Zugegeben, bis vor kurzem wusste ich nicht mal, wo Ibbenbüren liegt. Dass man dort einen der spannendsten Ansätze für Regionalzeitungen überhaupt finden kann, hätte ich mir in dieser Form nicht vorstellen können. Aber tatsächlich ist das, was die „Ibbenbürener Volkszeitung“ da gerade macht, eine der wenigen Dinge, bei denen ich mir denke: So könnte man die gute alte Zeitung vielleicht doch noch halbwegs erfolgreich in die digitale Zukunft bringen. Read More
Die Idee der IVZ ist die: User können künftig das Blatt auch ressortweise abonnieren, sogar im Lokalen. Statt 39,80 Euro für das Vollabo werden dann 3,90 Euro pro Themenwelt fällig.
Das vielleicht größte Manko von Regionalzeitungen ist ja bisher das: Man muss das ganze Paket kaufen. Nichts dagegen, wenn man das machen will. Aber wenn man muss, wenn es also das ganze Produkt nur in einer einzigen Form gibt, dann ist das im digitalen Zeitalter problematisch. Weil es Digitalmenschen gewohnt sind, sich Medien so zurechtzulegen, wie sie gerade mögen. Und auch deshalb, weil die Regionalzeitung ihre größte Stärke in den bisherigen Konstrukten kaum ausspielen kann: Das Lokale kommt häufig irgendwo unter ferner liefen, oft genug erst dann, wenn auch das Feuilleton und die Börsenkurse abgefeiert worden sind.

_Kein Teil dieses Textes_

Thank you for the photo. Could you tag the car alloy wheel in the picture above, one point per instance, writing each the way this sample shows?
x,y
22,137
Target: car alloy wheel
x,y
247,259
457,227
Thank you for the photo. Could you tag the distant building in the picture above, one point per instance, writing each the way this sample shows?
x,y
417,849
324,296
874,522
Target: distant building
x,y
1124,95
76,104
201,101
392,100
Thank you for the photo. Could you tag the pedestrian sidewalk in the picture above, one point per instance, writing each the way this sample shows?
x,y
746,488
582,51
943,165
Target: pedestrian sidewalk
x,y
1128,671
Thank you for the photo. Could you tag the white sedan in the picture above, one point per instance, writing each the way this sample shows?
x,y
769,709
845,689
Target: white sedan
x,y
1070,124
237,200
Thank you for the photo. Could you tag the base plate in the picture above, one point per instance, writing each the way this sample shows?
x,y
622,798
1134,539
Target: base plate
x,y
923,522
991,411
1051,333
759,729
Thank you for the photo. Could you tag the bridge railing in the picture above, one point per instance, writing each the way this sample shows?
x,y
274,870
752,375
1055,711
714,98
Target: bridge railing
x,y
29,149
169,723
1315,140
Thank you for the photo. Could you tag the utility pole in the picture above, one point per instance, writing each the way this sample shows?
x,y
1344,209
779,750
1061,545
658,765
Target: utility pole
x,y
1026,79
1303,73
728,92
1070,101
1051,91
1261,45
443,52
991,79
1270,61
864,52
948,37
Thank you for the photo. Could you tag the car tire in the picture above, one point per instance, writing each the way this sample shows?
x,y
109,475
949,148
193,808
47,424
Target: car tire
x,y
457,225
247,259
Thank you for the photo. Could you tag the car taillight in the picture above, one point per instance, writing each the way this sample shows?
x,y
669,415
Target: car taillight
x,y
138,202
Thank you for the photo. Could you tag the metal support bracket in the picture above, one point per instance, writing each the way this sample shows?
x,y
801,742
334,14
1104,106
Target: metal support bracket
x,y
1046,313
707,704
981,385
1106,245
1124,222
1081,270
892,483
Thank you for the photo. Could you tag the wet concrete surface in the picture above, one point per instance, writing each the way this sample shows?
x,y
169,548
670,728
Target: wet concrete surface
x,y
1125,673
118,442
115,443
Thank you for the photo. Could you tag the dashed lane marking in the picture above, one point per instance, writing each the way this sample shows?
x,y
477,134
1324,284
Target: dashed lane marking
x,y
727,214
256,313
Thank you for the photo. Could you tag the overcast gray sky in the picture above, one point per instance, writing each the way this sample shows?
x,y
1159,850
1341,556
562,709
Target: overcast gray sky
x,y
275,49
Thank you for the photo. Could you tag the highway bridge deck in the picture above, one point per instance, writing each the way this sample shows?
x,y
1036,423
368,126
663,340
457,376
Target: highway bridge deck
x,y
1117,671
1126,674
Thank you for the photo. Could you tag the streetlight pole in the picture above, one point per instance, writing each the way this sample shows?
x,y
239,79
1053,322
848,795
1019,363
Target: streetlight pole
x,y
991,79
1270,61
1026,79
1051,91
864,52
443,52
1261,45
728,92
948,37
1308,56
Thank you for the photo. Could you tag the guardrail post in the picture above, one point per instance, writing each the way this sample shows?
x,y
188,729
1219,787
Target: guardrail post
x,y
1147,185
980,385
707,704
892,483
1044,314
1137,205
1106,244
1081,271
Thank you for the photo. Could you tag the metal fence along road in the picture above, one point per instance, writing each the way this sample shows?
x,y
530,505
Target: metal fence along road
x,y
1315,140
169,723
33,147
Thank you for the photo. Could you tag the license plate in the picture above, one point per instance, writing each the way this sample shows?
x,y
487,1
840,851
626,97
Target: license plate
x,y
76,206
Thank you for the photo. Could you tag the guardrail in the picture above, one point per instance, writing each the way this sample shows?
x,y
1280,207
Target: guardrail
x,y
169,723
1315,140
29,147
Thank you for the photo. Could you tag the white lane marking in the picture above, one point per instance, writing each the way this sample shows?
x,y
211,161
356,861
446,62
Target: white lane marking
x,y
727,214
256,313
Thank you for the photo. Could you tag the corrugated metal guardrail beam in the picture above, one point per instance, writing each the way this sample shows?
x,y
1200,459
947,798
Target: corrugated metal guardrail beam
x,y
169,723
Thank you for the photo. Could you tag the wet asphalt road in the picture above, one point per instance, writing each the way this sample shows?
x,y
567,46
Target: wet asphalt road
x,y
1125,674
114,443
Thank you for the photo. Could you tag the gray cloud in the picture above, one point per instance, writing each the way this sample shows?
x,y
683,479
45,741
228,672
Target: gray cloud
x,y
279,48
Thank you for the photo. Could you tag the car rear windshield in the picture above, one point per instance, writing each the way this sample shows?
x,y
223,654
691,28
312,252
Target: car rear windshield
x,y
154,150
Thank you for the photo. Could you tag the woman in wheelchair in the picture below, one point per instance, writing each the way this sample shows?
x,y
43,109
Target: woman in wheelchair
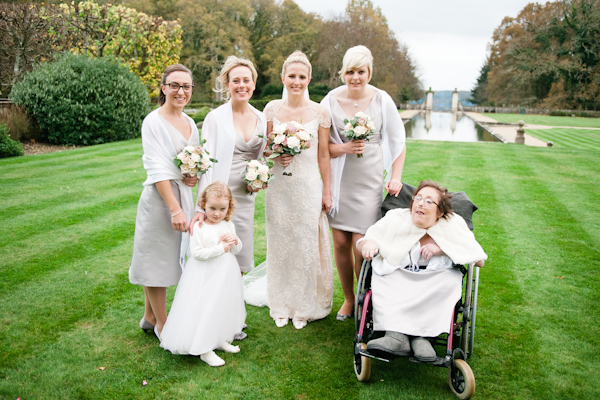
x,y
414,284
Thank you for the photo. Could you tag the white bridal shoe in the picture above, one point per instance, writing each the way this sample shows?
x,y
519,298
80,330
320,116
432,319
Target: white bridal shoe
x,y
212,359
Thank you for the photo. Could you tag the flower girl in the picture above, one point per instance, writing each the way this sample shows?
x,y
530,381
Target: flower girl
x,y
208,309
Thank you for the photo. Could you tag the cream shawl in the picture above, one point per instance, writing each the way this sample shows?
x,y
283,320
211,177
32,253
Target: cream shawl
x,y
219,133
158,160
393,138
395,234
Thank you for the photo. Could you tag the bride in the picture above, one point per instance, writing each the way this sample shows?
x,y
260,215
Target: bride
x,y
299,266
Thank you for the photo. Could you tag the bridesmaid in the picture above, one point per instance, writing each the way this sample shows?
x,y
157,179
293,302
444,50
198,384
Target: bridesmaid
x,y
233,134
356,183
166,202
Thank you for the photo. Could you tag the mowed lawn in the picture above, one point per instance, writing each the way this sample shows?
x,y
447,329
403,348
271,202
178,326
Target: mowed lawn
x,y
68,319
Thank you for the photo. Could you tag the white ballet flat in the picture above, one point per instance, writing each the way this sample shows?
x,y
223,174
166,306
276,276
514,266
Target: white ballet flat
x,y
299,323
229,348
212,359
281,322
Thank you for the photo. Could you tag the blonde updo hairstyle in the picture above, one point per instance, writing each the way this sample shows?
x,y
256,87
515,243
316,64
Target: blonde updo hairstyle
x,y
356,57
223,78
218,189
297,56
168,71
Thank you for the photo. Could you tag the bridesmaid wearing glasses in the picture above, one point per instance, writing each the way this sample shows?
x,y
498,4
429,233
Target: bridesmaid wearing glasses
x,y
167,202
357,183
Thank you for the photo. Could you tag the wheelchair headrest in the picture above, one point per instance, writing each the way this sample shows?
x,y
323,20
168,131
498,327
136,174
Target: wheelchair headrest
x,y
461,204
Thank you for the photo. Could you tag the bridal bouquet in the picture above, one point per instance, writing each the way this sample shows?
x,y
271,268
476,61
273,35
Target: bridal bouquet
x,y
288,138
257,174
359,127
194,160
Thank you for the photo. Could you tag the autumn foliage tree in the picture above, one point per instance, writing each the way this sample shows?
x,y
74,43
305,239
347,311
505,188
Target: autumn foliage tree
x,y
547,56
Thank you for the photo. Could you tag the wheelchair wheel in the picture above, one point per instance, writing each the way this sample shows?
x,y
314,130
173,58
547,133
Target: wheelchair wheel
x,y
362,364
461,379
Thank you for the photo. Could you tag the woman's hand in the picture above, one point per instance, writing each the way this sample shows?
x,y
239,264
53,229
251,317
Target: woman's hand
x,y
430,250
179,221
355,147
326,202
393,187
189,180
284,160
369,249
198,217
229,238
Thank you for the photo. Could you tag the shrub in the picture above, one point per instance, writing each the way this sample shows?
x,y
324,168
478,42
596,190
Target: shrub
x,y
201,114
20,125
83,101
9,147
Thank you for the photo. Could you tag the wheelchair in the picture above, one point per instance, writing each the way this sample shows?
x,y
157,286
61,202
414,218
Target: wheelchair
x,y
460,339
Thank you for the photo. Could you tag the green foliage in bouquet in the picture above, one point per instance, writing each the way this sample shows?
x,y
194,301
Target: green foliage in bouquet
x,y
84,101
9,147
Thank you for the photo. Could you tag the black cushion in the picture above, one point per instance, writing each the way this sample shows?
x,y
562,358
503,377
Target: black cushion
x,y
461,204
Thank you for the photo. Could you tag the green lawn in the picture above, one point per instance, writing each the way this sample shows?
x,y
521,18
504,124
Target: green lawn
x,y
68,325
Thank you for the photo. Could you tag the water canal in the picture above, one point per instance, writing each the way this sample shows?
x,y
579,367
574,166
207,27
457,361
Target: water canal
x,y
445,126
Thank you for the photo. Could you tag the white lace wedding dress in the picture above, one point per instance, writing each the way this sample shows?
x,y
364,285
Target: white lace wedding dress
x,y
299,267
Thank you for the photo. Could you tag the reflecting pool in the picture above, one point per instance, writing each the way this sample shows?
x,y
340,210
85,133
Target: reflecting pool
x,y
452,127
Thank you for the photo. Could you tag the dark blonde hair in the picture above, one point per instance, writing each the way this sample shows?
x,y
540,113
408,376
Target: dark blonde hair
x,y
444,205
170,69
218,189
223,78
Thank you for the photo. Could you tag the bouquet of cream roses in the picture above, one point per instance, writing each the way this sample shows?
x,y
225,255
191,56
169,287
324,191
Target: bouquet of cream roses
x,y
359,127
288,138
257,174
194,160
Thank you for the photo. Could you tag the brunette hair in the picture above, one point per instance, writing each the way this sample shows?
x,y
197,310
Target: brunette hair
x,y
356,57
171,68
444,205
218,189
297,56
223,78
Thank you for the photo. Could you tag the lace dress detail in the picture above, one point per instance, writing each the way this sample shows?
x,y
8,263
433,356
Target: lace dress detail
x,y
299,266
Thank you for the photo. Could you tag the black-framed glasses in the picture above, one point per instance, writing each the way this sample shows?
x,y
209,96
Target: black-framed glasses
x,y
175,87
428,202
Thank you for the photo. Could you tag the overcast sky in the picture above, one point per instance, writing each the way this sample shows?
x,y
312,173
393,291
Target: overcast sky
x,y
446,39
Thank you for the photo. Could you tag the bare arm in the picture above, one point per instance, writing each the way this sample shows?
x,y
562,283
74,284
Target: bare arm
x,y
178,219
325,166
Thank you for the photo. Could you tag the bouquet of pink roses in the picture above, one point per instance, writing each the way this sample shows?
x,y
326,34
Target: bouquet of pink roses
x,y
194,160
257,174
288,138
359,127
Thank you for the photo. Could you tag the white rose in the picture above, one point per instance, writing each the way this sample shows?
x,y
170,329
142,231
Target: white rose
x,y
251,174
263,169
279,139
279,129
257,184
303,135
360,130
293,142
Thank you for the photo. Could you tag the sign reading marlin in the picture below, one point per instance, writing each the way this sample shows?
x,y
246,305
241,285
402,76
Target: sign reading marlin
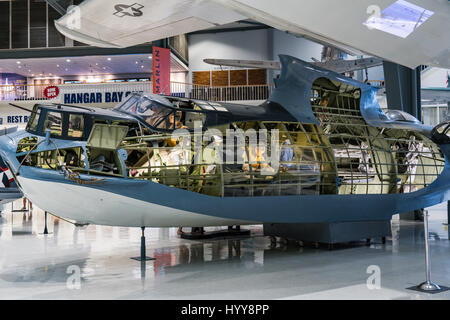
x,y
319,150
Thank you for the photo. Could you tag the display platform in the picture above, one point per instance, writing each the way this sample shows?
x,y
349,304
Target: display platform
x,y
330,233
217,234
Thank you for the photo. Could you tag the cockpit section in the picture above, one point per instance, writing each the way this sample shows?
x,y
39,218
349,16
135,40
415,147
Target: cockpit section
x,y
161,114
73,122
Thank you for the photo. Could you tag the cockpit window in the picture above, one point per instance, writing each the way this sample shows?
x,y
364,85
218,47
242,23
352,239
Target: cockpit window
x,y
159,113
53,122
76,126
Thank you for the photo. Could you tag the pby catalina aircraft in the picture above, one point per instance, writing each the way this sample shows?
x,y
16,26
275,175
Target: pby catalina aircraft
x,y
331,154
390,30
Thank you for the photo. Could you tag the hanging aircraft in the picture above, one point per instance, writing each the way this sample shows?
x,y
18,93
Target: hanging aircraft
x,y
402,32
320,148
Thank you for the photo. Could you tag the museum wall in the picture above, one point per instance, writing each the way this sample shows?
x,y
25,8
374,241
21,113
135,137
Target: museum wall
x,y
249,45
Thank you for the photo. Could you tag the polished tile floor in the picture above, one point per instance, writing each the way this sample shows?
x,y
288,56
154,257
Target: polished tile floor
x,y
94,263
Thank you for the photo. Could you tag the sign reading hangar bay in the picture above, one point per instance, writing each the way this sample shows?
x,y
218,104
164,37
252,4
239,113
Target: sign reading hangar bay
x,y
96,97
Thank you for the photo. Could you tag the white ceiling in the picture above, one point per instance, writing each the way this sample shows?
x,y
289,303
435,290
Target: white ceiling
x,y
88,65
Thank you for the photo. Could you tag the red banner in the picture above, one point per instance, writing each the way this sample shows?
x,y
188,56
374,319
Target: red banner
x,y
161,71
51,92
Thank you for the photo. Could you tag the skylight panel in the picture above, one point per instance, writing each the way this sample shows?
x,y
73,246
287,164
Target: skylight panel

Und auch das Lokale gibt es wie selbstverständlich nur im Ganzen. Damit dürften viele Regionalzeitungen zu den letzten Medien gehören, die man komplett kaufen muss, um sie dann gegebenenfalls in nur kleinen Teilen zu konsumieren. Dass der durchschnittliche Tageszeitungs-Leser gerade mal 20 Minuten mit seiner Zeitung verbringt, ist ein Beleg dafür: Der größte Teil wird überblättert oder erst gar nicht gelesen.
Das hat früher leidlich funktioniert, weil man es nicht anders kannte. Aber heute? Im Zeitalter der Total-Personalisierung, der Filterblasen und des medialen Überflusses?
Auch im Lokalen interessieren sich die Leser nicht automatisch für alles
Das Ibbenbürener Modell gehört zu den ganz wenigen in Deutschland, das diesem komplett geänderten Nutzerverhalten Rechnung trägt. Es verabschiedet sich von der Idee, dass auch der Leser des Lokalteils alles abonnieren muss. Dabei sind die Blasen, in denen sich die lokalen Nutzer aufhalten, deutlich kleiner als andere. Man interessiert sich für ein Viertel, für einen Ort, ein paar Vereine, das war es dann schon. Was im Nachbarort los ist, ist in den meisten Fällen eher unwichtig. Und der Fußballer will nicht unbedingt wissen, wie sich die örtlichen Kegler am Wochenende geschlagen haben oder wie die Osterfeier des Frauenbundes verlaufen ist.
Eine Lokalzeitung also, die sich bis in kleinste Ressorts skalieren und abonnieren lässt. Eine, die jetzt nicht mehr zwingend stolze 40 Euro im Vollabo kosten muss, sondern die man auch für ein paar wenige Euro pro Themenwelt kaufen kann, das klingt so einleuchtend, dass man sich schon wieder wundern muss, warum das nicht noch viel mehr Verlage machen.
Eine Antwort könnte sein: Weil man sich dazu erst einmal vom Gedanken der eigenen Unersetzlichkeit und der eigenen Bedeutung verabschieden muss. Die „Rhein-Zeitung“ in Koblenz beispielsweise wurde noch vor gar nicht so langer Zeit dafür gefeiert, dass sie eine harte Paywall installiert und versucht hatte, die publizistische Basta-Haltung durchzusetzen: Take it or leave it! Nachdem bei den meisten Lesern der Regionalzeitungen die Tendenz eher zu „leave it“ geht, schadet es nicht, eher nach Ibbenbüren als nach Koblenz zu schauen.